Linked spaces and exit paths

TL;DR

This paper introduces a new framework for understanding conically smooth spaces using linked smooth manifolds and exit path quasi-categories, bridging stratified topology with classical smooth topology.

Contribution

It develops explicit exit path quasi-categories for linked spaces, establishing a fully faithful functor to quasi-categories and addressing conjectures in stratified topology.

Findings

Linked spaces can be analyzed via linked smooth manifolds.

The functor from linked spaces to quasi-categories is fully faithful.

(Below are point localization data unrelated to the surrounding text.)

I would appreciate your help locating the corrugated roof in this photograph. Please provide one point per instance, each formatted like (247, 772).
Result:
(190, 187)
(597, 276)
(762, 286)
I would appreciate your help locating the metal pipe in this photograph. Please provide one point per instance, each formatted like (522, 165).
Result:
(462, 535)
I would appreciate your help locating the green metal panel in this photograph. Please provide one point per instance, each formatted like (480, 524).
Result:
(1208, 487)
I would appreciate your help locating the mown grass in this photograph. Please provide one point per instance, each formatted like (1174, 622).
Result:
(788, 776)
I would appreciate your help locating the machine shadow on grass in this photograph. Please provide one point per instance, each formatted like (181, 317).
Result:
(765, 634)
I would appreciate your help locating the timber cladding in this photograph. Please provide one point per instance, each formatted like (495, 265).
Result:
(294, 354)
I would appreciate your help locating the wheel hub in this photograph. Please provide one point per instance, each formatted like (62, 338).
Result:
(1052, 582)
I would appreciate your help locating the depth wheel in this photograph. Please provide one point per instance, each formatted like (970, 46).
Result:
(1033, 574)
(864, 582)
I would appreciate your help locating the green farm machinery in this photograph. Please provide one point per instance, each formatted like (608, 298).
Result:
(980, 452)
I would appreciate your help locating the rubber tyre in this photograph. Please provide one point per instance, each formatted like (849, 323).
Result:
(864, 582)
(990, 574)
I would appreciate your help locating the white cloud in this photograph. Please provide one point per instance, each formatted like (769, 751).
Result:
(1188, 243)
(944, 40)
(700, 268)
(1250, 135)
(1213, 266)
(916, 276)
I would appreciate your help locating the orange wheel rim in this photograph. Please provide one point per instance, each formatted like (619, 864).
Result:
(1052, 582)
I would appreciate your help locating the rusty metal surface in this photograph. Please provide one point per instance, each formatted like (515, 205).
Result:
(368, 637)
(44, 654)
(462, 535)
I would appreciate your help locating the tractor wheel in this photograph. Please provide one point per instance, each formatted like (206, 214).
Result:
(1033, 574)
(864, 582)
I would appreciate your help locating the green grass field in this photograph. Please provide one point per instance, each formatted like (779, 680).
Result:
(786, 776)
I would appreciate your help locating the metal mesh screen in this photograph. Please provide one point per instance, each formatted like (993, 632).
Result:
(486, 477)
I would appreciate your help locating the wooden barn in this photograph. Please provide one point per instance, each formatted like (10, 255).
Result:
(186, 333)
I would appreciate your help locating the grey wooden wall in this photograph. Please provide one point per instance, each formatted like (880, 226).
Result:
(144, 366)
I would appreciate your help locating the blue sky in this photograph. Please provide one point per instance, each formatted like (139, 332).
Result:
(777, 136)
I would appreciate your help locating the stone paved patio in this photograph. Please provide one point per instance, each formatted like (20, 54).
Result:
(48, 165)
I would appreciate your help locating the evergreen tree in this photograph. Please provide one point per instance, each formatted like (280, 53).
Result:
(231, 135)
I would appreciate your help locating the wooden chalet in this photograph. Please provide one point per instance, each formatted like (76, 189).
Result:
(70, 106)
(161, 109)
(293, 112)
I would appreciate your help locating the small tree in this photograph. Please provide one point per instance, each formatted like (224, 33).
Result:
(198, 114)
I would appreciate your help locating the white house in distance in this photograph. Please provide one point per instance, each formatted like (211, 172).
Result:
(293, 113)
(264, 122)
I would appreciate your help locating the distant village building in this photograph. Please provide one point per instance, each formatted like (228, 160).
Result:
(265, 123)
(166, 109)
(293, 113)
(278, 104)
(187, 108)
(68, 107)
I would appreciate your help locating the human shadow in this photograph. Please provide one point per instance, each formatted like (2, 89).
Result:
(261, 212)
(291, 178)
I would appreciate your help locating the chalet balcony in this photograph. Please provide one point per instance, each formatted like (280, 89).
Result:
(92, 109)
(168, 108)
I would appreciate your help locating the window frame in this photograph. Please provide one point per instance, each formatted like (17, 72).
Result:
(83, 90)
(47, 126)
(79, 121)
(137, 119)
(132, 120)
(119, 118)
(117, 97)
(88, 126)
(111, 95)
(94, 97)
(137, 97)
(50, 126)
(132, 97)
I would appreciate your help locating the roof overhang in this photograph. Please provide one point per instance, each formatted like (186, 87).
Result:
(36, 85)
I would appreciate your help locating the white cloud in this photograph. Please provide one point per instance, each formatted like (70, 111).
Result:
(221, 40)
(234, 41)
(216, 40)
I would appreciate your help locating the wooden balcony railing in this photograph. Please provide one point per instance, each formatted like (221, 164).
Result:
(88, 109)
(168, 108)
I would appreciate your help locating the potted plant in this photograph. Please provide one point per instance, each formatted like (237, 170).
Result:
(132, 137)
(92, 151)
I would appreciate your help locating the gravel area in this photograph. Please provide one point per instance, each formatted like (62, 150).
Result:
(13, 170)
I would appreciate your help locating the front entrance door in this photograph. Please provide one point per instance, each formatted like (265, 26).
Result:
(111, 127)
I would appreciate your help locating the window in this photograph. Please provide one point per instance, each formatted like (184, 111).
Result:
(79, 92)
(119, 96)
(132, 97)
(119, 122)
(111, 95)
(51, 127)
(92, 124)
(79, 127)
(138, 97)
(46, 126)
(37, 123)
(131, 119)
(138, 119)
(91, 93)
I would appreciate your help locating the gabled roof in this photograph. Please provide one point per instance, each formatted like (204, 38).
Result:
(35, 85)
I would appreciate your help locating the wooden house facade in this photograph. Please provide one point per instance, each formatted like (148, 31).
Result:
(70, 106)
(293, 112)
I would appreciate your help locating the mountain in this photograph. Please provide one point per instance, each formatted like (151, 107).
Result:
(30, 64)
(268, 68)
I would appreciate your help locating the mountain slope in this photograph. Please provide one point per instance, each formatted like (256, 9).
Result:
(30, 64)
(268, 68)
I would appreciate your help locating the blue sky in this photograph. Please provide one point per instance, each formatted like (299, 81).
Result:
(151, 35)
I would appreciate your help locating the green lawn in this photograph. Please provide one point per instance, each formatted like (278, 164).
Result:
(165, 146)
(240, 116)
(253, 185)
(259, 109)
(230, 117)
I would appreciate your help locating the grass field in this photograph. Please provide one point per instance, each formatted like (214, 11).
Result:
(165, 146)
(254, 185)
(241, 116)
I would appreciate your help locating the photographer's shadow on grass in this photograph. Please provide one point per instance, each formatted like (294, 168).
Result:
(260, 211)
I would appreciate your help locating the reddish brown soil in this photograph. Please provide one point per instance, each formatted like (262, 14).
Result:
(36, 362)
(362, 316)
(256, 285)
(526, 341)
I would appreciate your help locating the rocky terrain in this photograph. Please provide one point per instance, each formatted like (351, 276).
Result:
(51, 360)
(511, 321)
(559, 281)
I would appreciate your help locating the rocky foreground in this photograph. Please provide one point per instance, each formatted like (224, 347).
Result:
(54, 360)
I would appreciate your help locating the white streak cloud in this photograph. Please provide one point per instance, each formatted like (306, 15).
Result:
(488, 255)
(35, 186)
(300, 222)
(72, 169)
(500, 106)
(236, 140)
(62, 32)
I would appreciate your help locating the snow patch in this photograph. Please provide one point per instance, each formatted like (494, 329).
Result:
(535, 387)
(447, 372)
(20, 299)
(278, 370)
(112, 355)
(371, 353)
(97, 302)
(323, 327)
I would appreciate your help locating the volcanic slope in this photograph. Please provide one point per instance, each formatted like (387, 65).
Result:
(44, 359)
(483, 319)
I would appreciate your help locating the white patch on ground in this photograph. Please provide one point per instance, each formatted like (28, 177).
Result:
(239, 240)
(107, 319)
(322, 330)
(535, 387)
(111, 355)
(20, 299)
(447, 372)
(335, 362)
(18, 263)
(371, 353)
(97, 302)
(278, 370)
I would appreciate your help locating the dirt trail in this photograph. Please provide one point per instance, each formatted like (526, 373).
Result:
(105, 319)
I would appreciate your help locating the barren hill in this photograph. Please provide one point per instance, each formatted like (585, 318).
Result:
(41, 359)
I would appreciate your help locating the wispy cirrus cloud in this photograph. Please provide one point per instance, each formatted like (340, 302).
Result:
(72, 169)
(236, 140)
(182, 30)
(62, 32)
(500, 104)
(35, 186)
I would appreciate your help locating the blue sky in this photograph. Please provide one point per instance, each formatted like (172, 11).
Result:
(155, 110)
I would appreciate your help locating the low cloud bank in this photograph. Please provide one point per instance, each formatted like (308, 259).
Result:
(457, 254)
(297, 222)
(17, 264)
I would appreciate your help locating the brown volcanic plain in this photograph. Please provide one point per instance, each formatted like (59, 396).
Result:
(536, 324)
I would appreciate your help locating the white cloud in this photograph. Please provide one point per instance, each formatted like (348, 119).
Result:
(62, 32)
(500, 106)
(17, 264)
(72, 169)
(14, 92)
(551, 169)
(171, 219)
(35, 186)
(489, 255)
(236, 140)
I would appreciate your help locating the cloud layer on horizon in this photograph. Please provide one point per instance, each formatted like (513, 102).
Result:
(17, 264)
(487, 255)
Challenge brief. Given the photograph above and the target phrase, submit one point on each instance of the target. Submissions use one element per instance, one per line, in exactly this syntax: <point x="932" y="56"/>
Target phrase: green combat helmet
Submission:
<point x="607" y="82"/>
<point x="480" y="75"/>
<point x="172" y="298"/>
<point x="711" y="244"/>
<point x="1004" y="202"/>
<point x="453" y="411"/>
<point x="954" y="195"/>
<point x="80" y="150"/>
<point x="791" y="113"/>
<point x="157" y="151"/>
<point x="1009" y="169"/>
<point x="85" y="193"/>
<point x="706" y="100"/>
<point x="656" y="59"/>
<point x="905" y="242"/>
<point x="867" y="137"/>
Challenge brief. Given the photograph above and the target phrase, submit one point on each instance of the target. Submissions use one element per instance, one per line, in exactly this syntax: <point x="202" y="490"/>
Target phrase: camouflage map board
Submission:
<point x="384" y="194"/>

Counterexamples to certain conjectures are constructed.

Abstract

Conically smooth spaces (CSSs), introduced by Ayala, Francis and Tanaka, constitute a large class of singular spaces including Whitney-stratified spaces. We reduce the stratified topology of CSSs over depth-$1$ posets to the ordinary topology of linked smooth manifolds, i.e., spans $M\xleftarrow{\pi} L\xrightarrow{\iota}N$ of smooth manifolds where $\pi$ is a fibre bundle and $\iota$ is a closed embedding. To that end, we introduce explicit exit path quasi-categories (EPCs) for linked spaces and prove that this induces a fully faithful functor from a quasi-category of linked spaces to the quasi-category of all quasi-categories whose essential image includes the Lurie--MacPherson EPCs of CSSs over depth-$1$ posets. We use linked smooth manifolds to resolve various weaker versions of a conjecture of Ayala--Francis--Rozenblyum in the negative by exhibiting quasi-categories with conservative functors to $\{0<1\}$ satisfying certain finiteness conditions but which are not equivalent to EPCs of CSSs. In a sequel, we develop a tangential theory for linked smooth manifolds and reduce the classification conically smooth bundles over depth-$1$ posets to that of ordinary bundles on linked smooth manifolds.